Towards an AIDS Vaccine:
TSRI Scientists Describe Unusual Antibody That Targets HIV
By Jason Socrates Bardi
A group of scientists from The Scripps Research Institute (TSRI) and
several other institutions has solved the structure of an antibody that
effectively neutralizes human immunodeficiency virus (HIV), the virus
that causes acquired immunodeficiency syndrome (AIDS).

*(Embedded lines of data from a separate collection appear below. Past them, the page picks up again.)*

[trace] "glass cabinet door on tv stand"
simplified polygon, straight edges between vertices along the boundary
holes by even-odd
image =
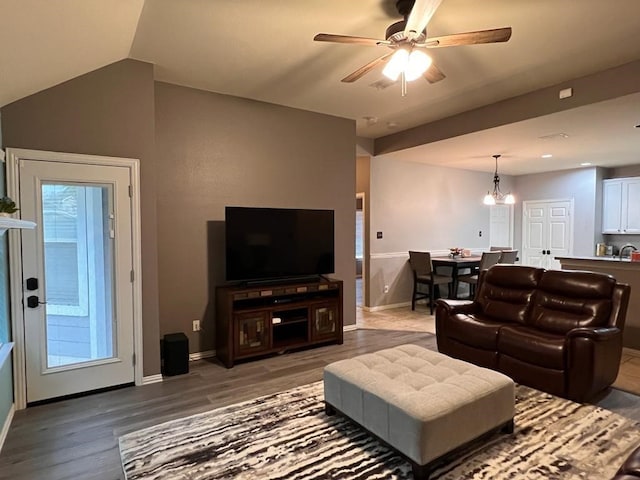
[[[242,313],[235,316],[236,356],[241,357],[269,348],[269,315],[266,312]]]
[[[314,340],[335,337],[337,329],[337,305],[325,304],[311,307],[311,337]]]

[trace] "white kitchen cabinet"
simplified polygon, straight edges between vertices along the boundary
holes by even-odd
[[[640,177],[603,181],[602,233],[640,233]]]

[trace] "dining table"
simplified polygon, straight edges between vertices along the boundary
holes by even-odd
[[[449,289],[449,298],[458,298],[458,274],[460,270],[477,269],[480,267],[480,260],[482,257],[480,255],[471,255],[463,257],[462,255],[456,256],[442,256],[442,257],[431,257],[431,265],[433,266],[433,270],[437,273],[438,267],[449,267],[451,268],[451,278],[453,279],[453,288]]]

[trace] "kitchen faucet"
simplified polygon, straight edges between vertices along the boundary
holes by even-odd
[[[622,253],[623,253],[627,248],[632,248],[634,252],[638,251],[638,249],[636,248],[636,246],[635,246],[635,245],[631,245],[630,243],[627,243],[626,245],[624,245],[624,246],[620,249],[620,260],[622,260]]]

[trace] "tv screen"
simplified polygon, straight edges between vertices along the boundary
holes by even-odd
[[[334,273],[334,212],[226,207],[227,280]]]

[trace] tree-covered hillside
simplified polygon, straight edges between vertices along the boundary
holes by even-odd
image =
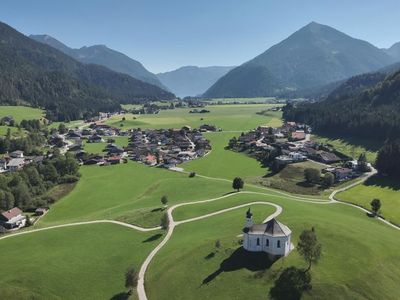
[[[325,101],[289,104],[286,120],[310,124],[315,130],[385,140],[400,137],[400,71],[356,76]]]
[[[46,34],[30,35],[29,37],[35,41],[56,48],[82,63],[104,66],[115,72],[127,74],[133,78],[166,89],[158,80],[157,76],[149,72],[140,62],[104,45],[85,46],[79,49],[72,49]]]
[[[0,104],[46,108],[57,120],[115,111],[120,103],[171,99],[159,87],[97,65],[84,65],[0,23]]]

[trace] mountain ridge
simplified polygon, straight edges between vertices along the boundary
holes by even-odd
[[[274,96],[322,86],[394,62],[366,41],[311,22],[228,72],[204,96]]]
[[[157,86],[103,66],[82,64],[0,22],[0,103],[30,104],[52,120],[73,120],[121,103],[172,99]]]
[[[231,66],[182,66],[172,71],[158,73],[157,77],[177,96],[199,96],[233,68]]]
[[[142,63],[130,58],[122,52],[108,48],[106,45],[98,44],[83,46],[81,48],[71,48],[47,34],[31,34],[29,37],[37,42],[56,48],[82,63],[101,65],[115,72],[132,76],[133,78],[156,85],[162,89],[167,89],[158,80],[157,76],[148,71]]]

The antibody binds to sugars on the surface of HIV and effectively neutralizes
the virus because of its unique structure, which is described in the latest
issue of the journal Science.
"What we found was an unusual configuration of the antibody in which
its two Fab domains—the antigen recognition units—are 'interdigitating'
with each other," says TSRI Professor Ian Wilson, one of two TSRI professors
who led the research. "Nothing like this has ever been seen before."
This new structure is an important step toward the goal of designing
an effective vaccine against HIV, and it gives the researchers a new way
to design antibodies in general.
"It may enable us to make antibodies that recognize whole new sets of
molecules," says TSRI Professor Dennis Burton, the other TSRI investigator
who led the research.
The Problem of HIV and Antibodies
HIV causes AIDS by binding to, entering, and ultimately killing T helper
cells, which are immune cells that are necessary to fight off infections
by common bacteria and other pathogens. As HIV depletes the body of T
helper cells, common pathogens can become potentially lethal.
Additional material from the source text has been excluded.